Have you ever sat across a meeting table from someone, eyeballing them and trying to figure out who they are and what their angle is before speaking? Or sent an email only to have it misinterpreted and things go very sideways? How about the exhaustion of partnerships where you are constantly questioning the motives and behaviours of the people you are working with?
We recently attended a Collective Impact Train the Trainer event, hosted by our friends at the Tamarack Institute, to do a deep dive into the Collective Impact approach. Collective Impact (CI) is a framework that supports community change leaders by bringing together stakeholders to engage in cross-sectoral collaboration. This means that Instead of working in silos or working parallel to one another potentially undermining another person’s work or reproducing the same work, we work together to create innovative systems of change that have the capacity to meaningfully support our communities at a large scale. The ‘how we do it’ is as important as ‘what we do’ – and trust based relationships are key. Liz Weaver, Co-CEO of the Tamarack Institute, offers some great thoughts on this in her paper ‘Turf, Trust and Collaboration’. Take a look at it here.
Trust. It’s kind of a big deal. It’s also really tough to define – and can mean different things for everyone. In the context of collaboration and social change, it is vital to working well together over the long term. Large social change doesn’t happen if people pack up their toys and go home rather than working out the tough spots. It also doesn’t happen if we don’t trust each other enough to open to the vulnerability of ‘I don’t know’ and committing to nurturing long term relationships. We can only go as far and as fast as these relationships will take us.
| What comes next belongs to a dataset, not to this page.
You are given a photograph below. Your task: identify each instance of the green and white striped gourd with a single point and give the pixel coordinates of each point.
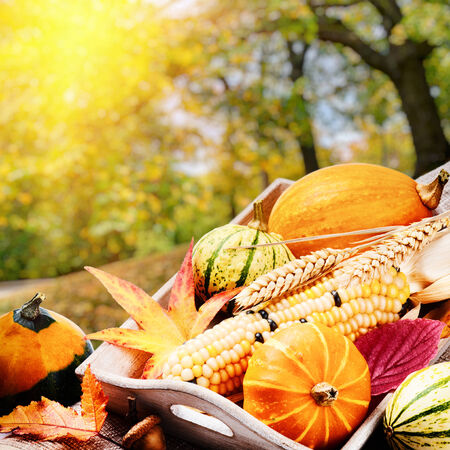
(418, 414)
(218, 268)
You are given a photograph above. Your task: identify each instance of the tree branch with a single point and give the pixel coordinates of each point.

I remember, years ago, setting my first boundaries for personal relationships in the dating world. I really only had one – ‘no bs and no surprises’. I now know that it was the best that my late teen self could to do to communicate the conditions I needed to be able to trust someone. Consistency. Communication. Consideration. Truth telling. Authenticity. Vulnerability. My own sense of self worth and confidence. I’ll also openly admit that I’ve had some big trust issues to work through and was often the first to punt and run when things got challenging. Trust. Little word. Big deal. And a lot of work to give and receive.
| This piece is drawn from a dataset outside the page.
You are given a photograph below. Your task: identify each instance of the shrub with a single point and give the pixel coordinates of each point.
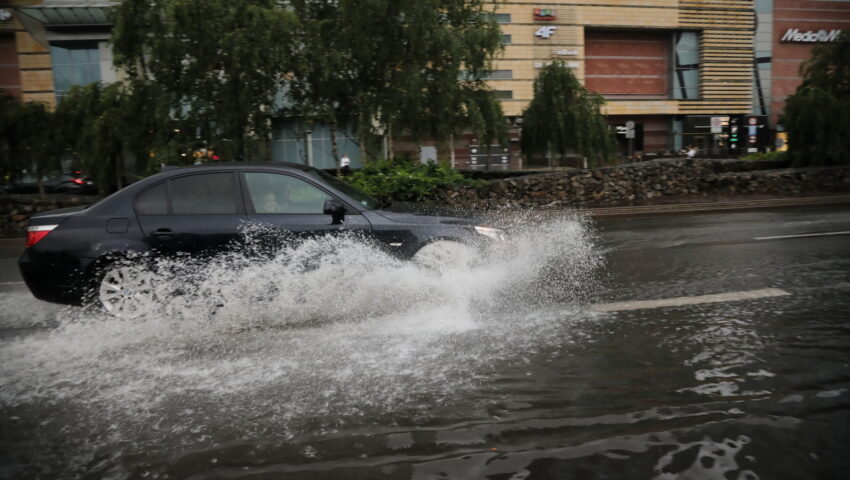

As we move forward into the process of strengthening the STOPS to Violence Network, nurturing and stewarding trust based relationships is top of mind for us. We will soon be heading out to communities to talk about what this looks like – and are looking forward to a lot of rich learning and discussion about ways that we build stronger trust relationships in our work. In the meantime, ponder this: What does trust mean to you? What are the conditions that you need to trust? We’ll be asking!